NBC News got the first American news interviews from two Russian presidents (Putin, Gorbachev), and Brokaw was the only American TV news correspondent to witness of the Fall of the Berlin Wall in 1989.
In the second Iraq war, NBC News and main anchor Tom Brokaw covered the war like no other television company, in part owning to the willingness of GE to fund it. NBC Newsman David Bloom pushed through the GE and U.S. Department of Defense bureaucracies permission to construct a mobile news vehicle that could transmit live video broadcasts from the battlefield. The "Bloom-mobile" brought satellite images and videos (clear, detailed) into homes across America and Europe, live and one-on-one. Bloom did not live to accept the accolades after the armed conflict; he died of natural causes unrelated to combat during the final phase of the fighting.

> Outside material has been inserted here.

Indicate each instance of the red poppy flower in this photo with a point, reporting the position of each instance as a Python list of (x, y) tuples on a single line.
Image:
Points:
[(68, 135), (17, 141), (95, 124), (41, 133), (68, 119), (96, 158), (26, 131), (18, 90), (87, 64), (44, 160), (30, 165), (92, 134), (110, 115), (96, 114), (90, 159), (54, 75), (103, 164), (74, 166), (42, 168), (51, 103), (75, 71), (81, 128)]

NBC News also benefits from the GE corporate structure by having the ability to take reports from its cable counterpart MSNBC.
In 1993, Dateline NBC broadcast an investigative report about the safety of General Motors (GM) trucks. GM discovered the "actual footage" utilized in the broadcast had been rigged by the inclusion of explosive incendiaries attached to the gas tanks and the use of improper sealants for those tanks. GM subsequently filed an anti-defamation lawsuit against NBC. NBC publicly admitted the results of the tests were rigged and settled the lawsuit with GM. As a result of the controversy, several Dateline producers were fired.
NBC's primary news show is NBC Nightly News with Brian Williams. Williams assumed anchor duties in December, 2004 upon the retirement of his predecessor, Tom Brokaw.
NBC Nightly News is shown on CNBC Europe. MSNBC is not shown outside the Americas on a channel in its own right. However, both NBC News and MSNBC are shown for a few hours a day on Orbit News in Europe, Africa and the Middle East. MSNBC is also shown occasionally on sister network CNBC Europe during breaking news.
The theme music for most of NBC's news television programs use the composure "The Mission," by John Williams, for its theme song. The song has five parts to it and was first used by NBC in 1985.